(pHH) precedes onset of CNS oxygen toxicity (CNS-OT)

Poiklocapnic hyperoxic hyperventilation (pHH) precedes onset of CNS oxygen toxicity (CNS-OT): evidence for the hypothesis that hyperbaric hyperoxia (HBO2) stimulates medullary CO2chemoreceptors and respiration prior to seizure Raffaele Pilla, Michael Matott, Carol S. Landon, Jay B. Dean. Molecular Pharmacology and Physiology, University of South Florida, Tampa, FL HBO2 stimulates CO2-chemoreceptors, ventilation, and can cause CNS-OT (seizures). We hypothesize that a predictable pattern of pHH precedes seizure. 118 male rats were implanted with radiotransmitters to assess diaphragmatic EMG and EEG. After ≥7 days, a rat was placed in a sealed chamber inside a hyperbaric chamber.

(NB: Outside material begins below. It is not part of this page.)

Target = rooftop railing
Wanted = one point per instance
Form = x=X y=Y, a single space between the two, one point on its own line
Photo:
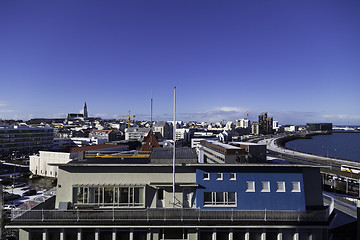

The rat chamber (100% O2) and hyperbaric chamber (air) were pressurized to 4 or 5 ATA. Each rat underwent 3 dives, 1 dive/week (n = 9 rats/group). Breathing 5ATA O2 induced seizure in 29.2 + 4.4min, preceded by an increased tidal volume (VT) and respiratory frequency (fRESP) ~5 and ~8min prior to seizure. Similar results were noted at 4ATA O2: seizures occurred after 96.1 + 10.2min preceded by increased VT and fRESP ~8min prior to seizure. We conclude that ventilation is a reliable predictor of an impending HBO2 seizure while breathing poikilocapnic hyperoxia at rest. In addition, the ventilatory response to normobaric hypercapnia (5% CO2 in air) was positively correlated with that of pHH at 4ATA (r2= 0.84) and 5ATA (r2= 0.65), suggesting that HBO2 was stimulating central CO2-chemoreceptor neurons, as we previously reported in rat brain slice studies (ONR).